Carl Ferdinand Appun (24 May 1820, Bunzlau- July 1872, Guyana) was a German naturalist.
On the recommendation of Alexander von Humboldt Appun was employed by Frederick William IV of Prussia as a botanist in Venezuela where excepting a one-year break in Germany, he spent ten years exploring the flora. After that he went to British Guayana, where he researched as a botanist on behalf the British government. He also visited parts of Brazil -the Rio Branco and Rio Negro on the Amazon to Tabatinga. During a visit in Germany (1868–1871) he published a set of essays in different magazines . His best known work Unter den Tropen (Under the Tropics) was at that time extremely popular. In 1871 he undertook a second exploration of Guyana, where he had an accident which led to his death. His last writings were essays about Indigenous peoples in Venezuela.
Appun described many new plant species and is also known as an entomologist.

==Works==
- Über die Behandlung von Sämerein und Pflanzen des tropischen Süd-Amerika, besonders Venezuela’s. Bunzlau 1858
- Unter den Tropen: Wanderungen durch Venezuela, am Orinoco, durch Britisch Guyana und am Amazonenstrome in den Jahren 1849-1868. Jena: Costenoble, 1871.

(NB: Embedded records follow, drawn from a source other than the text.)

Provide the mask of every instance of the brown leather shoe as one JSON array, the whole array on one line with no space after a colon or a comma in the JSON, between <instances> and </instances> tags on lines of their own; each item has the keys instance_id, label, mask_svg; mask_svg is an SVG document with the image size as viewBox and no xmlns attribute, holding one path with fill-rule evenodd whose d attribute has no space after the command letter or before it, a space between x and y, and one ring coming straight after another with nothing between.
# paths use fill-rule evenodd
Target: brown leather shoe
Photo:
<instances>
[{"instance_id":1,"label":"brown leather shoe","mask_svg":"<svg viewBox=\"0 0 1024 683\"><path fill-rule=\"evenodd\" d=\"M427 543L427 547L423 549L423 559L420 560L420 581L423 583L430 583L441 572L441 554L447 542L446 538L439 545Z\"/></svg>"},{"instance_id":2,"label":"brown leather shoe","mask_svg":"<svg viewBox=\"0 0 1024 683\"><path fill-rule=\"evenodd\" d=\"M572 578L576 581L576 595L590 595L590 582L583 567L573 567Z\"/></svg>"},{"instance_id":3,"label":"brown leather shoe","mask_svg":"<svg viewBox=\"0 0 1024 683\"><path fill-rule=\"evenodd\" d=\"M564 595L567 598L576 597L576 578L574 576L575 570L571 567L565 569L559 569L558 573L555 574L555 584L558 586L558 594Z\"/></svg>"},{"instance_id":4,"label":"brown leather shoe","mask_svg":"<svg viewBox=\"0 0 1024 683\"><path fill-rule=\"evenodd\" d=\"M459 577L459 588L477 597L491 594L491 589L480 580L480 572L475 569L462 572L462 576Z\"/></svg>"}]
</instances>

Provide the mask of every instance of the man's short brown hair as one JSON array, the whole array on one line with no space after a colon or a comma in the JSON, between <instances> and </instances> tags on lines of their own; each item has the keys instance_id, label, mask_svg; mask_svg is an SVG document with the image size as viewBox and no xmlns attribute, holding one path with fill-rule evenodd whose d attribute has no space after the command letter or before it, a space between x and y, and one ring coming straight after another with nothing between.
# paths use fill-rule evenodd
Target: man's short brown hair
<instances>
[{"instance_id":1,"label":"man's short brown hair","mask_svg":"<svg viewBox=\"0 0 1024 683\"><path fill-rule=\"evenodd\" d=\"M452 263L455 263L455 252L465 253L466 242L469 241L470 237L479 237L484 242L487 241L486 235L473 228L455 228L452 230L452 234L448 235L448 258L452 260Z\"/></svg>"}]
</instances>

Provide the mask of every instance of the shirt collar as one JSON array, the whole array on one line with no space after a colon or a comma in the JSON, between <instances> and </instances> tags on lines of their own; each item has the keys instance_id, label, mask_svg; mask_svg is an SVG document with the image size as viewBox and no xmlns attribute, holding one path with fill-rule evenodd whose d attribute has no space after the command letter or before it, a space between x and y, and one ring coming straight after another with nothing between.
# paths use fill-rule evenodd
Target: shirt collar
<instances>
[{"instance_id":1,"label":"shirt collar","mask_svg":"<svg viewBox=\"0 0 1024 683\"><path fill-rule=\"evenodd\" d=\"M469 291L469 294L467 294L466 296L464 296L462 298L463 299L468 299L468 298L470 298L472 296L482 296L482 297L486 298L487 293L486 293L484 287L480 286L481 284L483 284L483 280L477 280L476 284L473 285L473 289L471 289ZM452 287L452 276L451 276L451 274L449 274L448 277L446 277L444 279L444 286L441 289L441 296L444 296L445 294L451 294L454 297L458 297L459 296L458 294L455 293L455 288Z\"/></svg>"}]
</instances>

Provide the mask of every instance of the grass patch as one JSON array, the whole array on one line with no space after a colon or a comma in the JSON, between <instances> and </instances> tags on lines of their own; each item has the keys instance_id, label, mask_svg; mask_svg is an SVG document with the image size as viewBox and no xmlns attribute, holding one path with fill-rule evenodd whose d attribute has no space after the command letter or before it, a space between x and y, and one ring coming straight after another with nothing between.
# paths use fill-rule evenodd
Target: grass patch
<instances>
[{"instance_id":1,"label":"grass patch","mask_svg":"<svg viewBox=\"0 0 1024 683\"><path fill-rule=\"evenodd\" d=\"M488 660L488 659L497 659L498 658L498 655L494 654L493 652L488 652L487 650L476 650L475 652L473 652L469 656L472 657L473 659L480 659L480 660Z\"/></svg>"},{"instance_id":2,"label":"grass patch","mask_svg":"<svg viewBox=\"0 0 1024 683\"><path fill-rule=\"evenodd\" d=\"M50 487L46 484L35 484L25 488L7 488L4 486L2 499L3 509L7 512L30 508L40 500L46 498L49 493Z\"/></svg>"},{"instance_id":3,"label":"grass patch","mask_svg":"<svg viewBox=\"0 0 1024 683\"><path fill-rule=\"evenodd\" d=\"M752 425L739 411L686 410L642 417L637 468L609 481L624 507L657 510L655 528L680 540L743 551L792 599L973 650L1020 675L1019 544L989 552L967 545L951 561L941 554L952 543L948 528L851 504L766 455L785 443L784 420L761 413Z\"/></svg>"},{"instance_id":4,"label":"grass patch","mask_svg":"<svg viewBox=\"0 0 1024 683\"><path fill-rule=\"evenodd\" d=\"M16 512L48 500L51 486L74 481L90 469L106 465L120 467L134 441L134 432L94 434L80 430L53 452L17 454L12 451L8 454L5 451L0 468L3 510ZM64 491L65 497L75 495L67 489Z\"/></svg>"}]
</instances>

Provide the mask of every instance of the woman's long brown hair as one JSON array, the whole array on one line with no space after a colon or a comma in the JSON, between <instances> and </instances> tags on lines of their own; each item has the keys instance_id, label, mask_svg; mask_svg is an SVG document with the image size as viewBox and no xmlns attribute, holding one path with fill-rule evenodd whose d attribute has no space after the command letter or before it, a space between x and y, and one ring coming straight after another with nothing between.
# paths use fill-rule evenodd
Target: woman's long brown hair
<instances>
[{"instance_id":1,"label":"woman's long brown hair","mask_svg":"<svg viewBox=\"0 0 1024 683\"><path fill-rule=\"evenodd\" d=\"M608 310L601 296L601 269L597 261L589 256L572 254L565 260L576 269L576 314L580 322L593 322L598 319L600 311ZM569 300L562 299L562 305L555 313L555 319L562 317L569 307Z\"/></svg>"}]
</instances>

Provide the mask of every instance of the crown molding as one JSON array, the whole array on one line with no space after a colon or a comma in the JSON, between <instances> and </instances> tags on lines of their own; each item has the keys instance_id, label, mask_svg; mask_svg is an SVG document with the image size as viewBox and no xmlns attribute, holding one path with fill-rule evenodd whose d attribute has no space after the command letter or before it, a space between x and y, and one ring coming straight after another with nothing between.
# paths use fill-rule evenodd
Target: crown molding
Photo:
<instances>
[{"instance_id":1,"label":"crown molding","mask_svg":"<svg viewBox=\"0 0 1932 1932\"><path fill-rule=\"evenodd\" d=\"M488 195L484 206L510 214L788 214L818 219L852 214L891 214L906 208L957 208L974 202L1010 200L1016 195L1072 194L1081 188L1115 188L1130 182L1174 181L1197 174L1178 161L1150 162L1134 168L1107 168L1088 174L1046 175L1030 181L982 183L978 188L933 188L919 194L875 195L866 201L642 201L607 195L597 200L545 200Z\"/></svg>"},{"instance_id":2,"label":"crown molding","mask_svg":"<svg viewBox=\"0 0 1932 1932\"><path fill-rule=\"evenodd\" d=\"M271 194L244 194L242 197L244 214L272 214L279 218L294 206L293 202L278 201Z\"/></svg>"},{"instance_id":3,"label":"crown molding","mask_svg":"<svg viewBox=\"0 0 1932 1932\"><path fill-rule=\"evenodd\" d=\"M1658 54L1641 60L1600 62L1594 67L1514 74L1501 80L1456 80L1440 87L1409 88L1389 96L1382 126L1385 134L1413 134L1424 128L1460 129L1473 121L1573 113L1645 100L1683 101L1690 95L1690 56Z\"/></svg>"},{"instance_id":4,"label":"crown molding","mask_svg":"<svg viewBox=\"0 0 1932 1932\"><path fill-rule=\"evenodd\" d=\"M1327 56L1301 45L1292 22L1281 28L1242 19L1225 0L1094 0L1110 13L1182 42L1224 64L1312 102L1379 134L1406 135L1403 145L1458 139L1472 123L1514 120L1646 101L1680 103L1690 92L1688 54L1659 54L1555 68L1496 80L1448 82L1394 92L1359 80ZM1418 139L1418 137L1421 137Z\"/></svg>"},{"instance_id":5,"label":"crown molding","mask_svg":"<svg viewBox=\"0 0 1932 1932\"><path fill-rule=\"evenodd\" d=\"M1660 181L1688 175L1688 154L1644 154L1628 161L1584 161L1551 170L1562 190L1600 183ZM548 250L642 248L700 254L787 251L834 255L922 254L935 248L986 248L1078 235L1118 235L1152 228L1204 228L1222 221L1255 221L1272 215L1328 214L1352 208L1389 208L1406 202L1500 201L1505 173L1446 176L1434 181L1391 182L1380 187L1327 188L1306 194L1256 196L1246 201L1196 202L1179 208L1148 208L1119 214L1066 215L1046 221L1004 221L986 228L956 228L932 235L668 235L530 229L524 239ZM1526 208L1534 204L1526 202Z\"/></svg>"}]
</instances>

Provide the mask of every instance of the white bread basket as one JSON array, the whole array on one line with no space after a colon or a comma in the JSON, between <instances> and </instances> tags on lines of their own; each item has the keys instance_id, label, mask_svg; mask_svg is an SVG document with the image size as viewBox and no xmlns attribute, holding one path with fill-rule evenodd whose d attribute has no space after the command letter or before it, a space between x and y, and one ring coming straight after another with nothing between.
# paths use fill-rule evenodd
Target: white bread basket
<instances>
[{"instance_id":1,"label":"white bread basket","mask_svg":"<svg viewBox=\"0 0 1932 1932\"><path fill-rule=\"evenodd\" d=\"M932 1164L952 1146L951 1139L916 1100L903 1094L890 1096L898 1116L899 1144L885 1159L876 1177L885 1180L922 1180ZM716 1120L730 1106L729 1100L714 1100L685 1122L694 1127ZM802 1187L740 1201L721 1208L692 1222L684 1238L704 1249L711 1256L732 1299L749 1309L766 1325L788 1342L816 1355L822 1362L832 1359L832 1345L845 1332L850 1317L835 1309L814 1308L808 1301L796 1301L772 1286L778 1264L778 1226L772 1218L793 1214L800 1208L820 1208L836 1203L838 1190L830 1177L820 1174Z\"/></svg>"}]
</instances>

- Venezuela. Jena: Costenoble, 1871. Unter den Tropen; 1.
- Britisch Guyana. Jena: Costenoble, 1871. Unter den Tropen; 2.
- with Eduard Raimund Baierlein Bei den Indianern. Berlin; Leipzig: Hillger, 1915. Deutsche Jugendbücherei; Nr 104

==Collections==
The Museum für Naturkunde contains Diptera collected by Appun in Colombia.